Transcription + Audio > to Bear

Am looking for a solution to quickly record a voice memo and save both the audio file plus transcribed text into bear.

Currently I use a simple shortcut that just saves the audio - works fine to capture but I waste way too much time having to open and listen to each recording again afterwards.

Previously I used a shortcut that would directly transcribe and save the text in bear but too often that resulted in total gibberish due to my quick thoughts being a mixture of english plus native language within single sentences.

So ideally I’d like the transcription attempt to be saved in bear which in many cases allows me to quickly identify what the note/thought was about -
and in those cases where the transcription is gibberish I could still open the audio file as well.

Please could someone confirm if this would be possible to achieve with Scriptable or would it run into the same limitations as the shortcuts app where you can only handle either text or audio but not both at the same time?


I think the issue you have is that the native dictation feature (which I assume is what you have been using for transcription) captures the audio itself live fo translation. The record audio action likewise does the same but produces a media object/file. What Shortcuts doesn’ t have is a bridging action to pass a media object into dictation. I haven’t seen any other apps that can do that with the native dictation either; but that’s not to say someone hasn’t figured out a way to do that.

Assuming there isn’t a way, that suggests that you would need to use an alternative service. I’m pretty sure Nuance’s Dragon dictation might be an option, but it is liely to be an expensive one.

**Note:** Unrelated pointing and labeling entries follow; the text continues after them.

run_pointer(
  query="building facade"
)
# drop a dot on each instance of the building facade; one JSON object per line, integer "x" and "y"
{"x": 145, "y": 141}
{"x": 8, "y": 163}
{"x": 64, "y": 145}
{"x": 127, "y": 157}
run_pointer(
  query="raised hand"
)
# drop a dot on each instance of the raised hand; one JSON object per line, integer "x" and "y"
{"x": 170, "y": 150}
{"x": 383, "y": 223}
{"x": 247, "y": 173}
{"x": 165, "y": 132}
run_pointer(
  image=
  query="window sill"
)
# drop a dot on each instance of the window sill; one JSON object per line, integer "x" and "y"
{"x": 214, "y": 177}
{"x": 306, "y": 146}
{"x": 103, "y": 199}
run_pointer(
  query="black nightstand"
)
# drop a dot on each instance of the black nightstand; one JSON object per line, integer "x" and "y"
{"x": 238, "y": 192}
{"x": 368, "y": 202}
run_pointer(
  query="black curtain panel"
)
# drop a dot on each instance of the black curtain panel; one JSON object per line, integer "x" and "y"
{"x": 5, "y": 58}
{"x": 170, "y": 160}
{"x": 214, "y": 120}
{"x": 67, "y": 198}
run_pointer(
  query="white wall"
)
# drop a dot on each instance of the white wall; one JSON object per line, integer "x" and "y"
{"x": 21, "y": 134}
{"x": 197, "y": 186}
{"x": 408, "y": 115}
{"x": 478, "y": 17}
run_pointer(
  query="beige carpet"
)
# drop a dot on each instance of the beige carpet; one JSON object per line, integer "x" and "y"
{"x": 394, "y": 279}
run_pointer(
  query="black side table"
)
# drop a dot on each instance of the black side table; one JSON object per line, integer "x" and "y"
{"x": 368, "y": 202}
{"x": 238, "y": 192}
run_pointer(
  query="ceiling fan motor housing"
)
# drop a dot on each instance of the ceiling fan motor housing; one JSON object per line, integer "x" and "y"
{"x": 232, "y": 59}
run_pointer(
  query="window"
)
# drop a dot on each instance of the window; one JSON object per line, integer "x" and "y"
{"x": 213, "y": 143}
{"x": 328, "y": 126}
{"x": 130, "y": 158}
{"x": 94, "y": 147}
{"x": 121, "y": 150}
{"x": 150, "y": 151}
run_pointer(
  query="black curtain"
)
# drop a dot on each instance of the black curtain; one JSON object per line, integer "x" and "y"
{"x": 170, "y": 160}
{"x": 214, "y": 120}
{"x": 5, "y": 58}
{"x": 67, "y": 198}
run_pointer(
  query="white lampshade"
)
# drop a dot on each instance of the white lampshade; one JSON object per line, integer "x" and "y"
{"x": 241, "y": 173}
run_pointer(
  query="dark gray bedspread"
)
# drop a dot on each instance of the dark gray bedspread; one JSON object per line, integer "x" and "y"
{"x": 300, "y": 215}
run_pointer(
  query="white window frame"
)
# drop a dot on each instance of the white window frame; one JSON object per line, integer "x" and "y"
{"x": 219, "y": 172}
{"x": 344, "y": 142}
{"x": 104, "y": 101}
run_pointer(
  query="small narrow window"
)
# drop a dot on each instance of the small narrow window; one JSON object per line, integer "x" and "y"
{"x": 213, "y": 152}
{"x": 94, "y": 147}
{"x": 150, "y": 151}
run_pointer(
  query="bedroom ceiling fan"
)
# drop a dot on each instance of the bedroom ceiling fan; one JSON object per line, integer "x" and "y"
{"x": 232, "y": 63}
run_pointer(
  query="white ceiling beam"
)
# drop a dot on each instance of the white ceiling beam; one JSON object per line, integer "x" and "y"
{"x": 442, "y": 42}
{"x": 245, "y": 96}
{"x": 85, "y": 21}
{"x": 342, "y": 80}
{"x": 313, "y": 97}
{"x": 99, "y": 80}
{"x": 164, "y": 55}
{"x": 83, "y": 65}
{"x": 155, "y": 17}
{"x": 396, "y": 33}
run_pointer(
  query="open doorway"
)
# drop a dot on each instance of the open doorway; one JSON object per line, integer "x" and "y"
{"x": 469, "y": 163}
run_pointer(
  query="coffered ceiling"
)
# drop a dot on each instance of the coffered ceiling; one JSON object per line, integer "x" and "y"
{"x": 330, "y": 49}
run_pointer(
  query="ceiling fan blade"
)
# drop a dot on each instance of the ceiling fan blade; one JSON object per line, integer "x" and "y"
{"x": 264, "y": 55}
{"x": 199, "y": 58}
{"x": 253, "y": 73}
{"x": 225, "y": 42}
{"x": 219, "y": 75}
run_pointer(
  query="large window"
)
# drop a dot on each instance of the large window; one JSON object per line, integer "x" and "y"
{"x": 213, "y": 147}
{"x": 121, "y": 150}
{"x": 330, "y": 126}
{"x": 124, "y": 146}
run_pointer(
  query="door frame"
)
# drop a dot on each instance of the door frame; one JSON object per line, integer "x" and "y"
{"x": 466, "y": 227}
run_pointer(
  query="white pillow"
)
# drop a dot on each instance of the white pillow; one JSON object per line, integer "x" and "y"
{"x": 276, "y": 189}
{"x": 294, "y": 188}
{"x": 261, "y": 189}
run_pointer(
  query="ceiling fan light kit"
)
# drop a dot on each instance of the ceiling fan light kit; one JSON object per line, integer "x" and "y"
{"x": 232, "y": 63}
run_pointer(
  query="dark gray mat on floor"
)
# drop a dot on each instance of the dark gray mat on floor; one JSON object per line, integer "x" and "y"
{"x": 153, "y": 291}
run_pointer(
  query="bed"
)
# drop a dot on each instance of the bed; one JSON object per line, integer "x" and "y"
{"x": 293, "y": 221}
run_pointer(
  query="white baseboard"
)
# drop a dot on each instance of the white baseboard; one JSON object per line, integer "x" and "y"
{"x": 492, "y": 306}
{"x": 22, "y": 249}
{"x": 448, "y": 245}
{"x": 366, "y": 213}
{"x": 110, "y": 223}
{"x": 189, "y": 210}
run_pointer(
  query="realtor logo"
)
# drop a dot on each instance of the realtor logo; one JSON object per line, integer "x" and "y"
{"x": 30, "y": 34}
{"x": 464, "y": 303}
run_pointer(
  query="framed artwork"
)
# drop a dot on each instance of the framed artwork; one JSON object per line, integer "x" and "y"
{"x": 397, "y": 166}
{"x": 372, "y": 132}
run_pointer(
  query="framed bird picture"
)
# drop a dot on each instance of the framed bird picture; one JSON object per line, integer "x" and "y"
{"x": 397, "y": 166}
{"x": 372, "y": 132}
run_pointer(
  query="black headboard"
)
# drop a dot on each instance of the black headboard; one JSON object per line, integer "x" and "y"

If your dictation is not sensitiv in nature, you may wish to look at web based translation services that offer APIs. You may then be able to upload a recording (audio file) from Shortcuts and receive back a transcription which you can then push to Bear.

Another option might be if you have an always on computer (e.g. a Mac running Hazel), then you may be able to use Shortcuts to send a recording to the computer (e.g. via iCloud, Dropbox) and have it run some software locally to do the transcription and then put it into Bear on behalf of your iOS device.

Hope that gvies you some ideas.

Thanks for your reply.
Yes that’s indeed the issue.
I don’t know if Apple only allows native apps to access Apple’s speech-to-text while still being able to store/handle the original audio file as well.

e.g. prior to Shortcuts I used the app Just Press Record which kinda does 50% of what I need except it froze way too often and of course does not have the quick one-swipe organization Bear has, resulting in a big pile of memos too slow to organize through.

So it’s definitely possible through Apple’s dictation framework but I suppose Apple will only allow access to native apps - was kinda hoping that Scriptable could perhaps be a gateway/solution for that.

Came across Google’s API as a possible workaround so will probably end up hiring a developer to link into that.

edit: noticed that Scriptable has dictation functionality as well but based on the documentation it does the same as what dictation in a shortcut does i.e. you get the text in exchange for your audio

1 Like